World carbon emissions from burning fossil fuels have increased exponentially since the 1950’s and are currently at record levels, with coal burning the major contributor. The conventional wisdom, often challenged, is that these man- made ‘greenhouse gases’ control the earth’s temperature and cause climate change if not global warming. The solution to this perceived problem is to replace burning of fossil fuels with renewable energy.
Our government through the Climate Change Act 2008 has committed the UK to achieving an 80% cut in greenhouse gases by 2050, with 34% reduction to be achieved by 2020. This is to come from a five fold increase in renewable energy this decade.
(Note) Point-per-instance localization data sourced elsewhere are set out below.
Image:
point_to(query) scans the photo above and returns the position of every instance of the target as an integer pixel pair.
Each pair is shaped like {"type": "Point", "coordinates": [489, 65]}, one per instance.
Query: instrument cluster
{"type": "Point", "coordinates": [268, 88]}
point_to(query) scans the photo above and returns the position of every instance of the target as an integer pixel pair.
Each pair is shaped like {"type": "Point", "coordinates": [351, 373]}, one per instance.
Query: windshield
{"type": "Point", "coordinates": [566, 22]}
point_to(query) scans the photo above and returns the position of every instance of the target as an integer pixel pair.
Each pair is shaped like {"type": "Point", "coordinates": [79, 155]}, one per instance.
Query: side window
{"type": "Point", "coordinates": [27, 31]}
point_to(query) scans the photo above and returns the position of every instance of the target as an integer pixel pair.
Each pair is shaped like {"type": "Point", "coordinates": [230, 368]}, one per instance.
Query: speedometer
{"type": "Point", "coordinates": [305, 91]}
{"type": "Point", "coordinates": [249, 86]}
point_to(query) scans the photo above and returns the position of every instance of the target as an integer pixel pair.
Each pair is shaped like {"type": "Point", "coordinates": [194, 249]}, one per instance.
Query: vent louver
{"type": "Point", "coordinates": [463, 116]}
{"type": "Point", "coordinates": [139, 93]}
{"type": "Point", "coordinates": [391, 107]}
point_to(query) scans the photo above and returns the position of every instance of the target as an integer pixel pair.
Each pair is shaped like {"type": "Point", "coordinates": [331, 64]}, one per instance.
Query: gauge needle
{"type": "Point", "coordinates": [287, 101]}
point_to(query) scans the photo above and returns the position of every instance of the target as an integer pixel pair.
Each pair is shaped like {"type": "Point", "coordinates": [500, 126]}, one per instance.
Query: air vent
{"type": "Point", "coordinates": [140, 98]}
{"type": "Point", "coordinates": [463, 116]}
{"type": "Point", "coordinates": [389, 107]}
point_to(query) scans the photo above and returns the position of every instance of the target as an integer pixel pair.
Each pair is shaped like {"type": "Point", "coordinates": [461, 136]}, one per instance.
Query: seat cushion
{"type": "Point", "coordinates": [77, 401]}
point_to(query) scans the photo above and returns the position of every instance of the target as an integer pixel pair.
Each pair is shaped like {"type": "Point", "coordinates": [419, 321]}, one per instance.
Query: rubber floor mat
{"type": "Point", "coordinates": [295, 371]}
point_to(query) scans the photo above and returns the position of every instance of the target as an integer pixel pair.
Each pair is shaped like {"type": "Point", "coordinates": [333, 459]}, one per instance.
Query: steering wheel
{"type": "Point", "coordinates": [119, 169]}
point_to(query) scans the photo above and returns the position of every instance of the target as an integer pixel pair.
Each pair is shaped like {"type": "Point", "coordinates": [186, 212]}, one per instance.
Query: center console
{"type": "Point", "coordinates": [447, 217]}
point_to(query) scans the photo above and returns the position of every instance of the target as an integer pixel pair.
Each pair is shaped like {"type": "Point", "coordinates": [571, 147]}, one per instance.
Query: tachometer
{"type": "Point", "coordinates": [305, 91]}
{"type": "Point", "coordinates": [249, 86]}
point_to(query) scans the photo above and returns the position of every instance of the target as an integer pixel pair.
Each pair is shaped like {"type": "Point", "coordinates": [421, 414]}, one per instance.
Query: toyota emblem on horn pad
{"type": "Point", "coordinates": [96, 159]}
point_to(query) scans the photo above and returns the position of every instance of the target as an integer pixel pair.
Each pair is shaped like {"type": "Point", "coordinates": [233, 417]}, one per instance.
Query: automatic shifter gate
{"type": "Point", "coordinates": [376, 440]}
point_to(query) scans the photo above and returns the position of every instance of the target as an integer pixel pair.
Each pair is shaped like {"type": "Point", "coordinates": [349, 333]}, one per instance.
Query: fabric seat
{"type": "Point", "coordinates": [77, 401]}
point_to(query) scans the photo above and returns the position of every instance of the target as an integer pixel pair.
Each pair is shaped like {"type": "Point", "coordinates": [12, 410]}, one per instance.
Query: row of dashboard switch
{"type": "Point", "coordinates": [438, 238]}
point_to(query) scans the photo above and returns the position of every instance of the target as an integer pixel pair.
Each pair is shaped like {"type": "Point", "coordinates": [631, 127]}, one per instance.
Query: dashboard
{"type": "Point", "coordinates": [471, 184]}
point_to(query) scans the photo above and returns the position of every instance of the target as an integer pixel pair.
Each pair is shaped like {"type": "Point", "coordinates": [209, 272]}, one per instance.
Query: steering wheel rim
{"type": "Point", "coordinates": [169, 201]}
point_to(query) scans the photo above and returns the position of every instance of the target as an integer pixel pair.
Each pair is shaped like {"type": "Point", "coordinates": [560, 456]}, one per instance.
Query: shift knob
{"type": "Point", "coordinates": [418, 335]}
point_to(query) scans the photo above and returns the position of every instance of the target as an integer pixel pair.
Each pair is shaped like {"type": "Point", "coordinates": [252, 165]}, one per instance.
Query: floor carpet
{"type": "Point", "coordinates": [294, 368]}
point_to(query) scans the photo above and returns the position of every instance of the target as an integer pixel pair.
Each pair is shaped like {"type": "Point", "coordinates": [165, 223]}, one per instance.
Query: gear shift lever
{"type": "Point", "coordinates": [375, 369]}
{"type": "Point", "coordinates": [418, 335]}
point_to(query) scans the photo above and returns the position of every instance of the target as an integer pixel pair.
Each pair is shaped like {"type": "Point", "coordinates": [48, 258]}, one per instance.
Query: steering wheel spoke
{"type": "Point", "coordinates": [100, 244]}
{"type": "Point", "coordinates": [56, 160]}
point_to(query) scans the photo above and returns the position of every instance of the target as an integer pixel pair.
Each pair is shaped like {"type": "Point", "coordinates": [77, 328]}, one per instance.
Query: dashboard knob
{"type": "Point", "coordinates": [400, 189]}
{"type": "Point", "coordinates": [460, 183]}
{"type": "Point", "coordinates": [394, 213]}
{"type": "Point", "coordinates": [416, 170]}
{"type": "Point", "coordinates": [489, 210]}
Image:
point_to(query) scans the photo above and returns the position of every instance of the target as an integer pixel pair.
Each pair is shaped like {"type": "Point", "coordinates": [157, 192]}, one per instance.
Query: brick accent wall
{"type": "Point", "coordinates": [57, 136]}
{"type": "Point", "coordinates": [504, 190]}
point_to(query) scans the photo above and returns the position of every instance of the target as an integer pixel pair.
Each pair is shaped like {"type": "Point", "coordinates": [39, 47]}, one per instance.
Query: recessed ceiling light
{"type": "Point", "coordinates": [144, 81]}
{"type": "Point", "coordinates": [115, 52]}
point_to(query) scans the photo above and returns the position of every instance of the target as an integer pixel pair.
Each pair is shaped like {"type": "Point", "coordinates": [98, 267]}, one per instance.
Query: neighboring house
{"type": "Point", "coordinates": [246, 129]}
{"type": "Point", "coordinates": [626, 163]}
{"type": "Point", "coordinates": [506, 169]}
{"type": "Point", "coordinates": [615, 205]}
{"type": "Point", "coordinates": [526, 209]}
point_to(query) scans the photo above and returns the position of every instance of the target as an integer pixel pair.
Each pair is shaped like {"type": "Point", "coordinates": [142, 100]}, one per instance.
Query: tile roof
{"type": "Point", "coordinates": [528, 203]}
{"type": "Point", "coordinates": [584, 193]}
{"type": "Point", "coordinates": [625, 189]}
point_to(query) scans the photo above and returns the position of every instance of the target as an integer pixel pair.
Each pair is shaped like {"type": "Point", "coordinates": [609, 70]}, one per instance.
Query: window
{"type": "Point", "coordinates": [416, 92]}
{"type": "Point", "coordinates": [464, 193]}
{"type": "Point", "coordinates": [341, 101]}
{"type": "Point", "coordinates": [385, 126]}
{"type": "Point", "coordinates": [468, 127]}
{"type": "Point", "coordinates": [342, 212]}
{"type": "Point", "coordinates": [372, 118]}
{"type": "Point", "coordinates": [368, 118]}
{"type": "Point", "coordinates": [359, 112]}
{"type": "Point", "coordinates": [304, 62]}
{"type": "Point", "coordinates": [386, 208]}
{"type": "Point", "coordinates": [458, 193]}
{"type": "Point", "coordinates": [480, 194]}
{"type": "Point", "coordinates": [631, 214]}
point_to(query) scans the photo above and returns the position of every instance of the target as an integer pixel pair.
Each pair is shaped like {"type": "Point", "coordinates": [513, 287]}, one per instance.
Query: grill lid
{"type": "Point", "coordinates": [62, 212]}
We have certainly taken action: renewables’ share of electricity generation in the UK has increased from 11.3% in 2012 to 23.5% in the 3rd quarter of 2015.
Ian then cantered swiftly through the technical problems, high costs and limitations of the various forms of renewable energy such as sunlight [not enough, particularly in winter] wind [either too much or too little], flowing water, tides, waves [disappointing], geothermal heat [great if you live in Iceland, too deep to access in the UK even if we try to get to it through our redundant deep coalmines]. He was quite a fan of nuclear power, although Stella Dodd was clearly not reassured to learn how much cheaper it would be if not so heavily regulated for safety. Biomass, ie wood burning, is certainly renewable but has the serious disadvantage of producing more CO2 than burning coal. This is what we’re now doing at Drax power station.
Ian pointed out that we in the UK contribute less than 2% of world Carbon Dioxide emissions. India and China are still planning to continue to increase their use of coal, with a huge expansion of coal fired power plants planned and under construction. China alone uses half of the coal burned each year world-wide.
He posed the question: is it really worth exporting all our heavy industries overseas with no net benefit to the planet ?
This was a joint meeting, partners clearly attending out of intellectual curiosity rather than social reasons. Ian has since graciously commented to me -
May I thank the Roundhay Rotarians for their kind reception and most discerning questioning.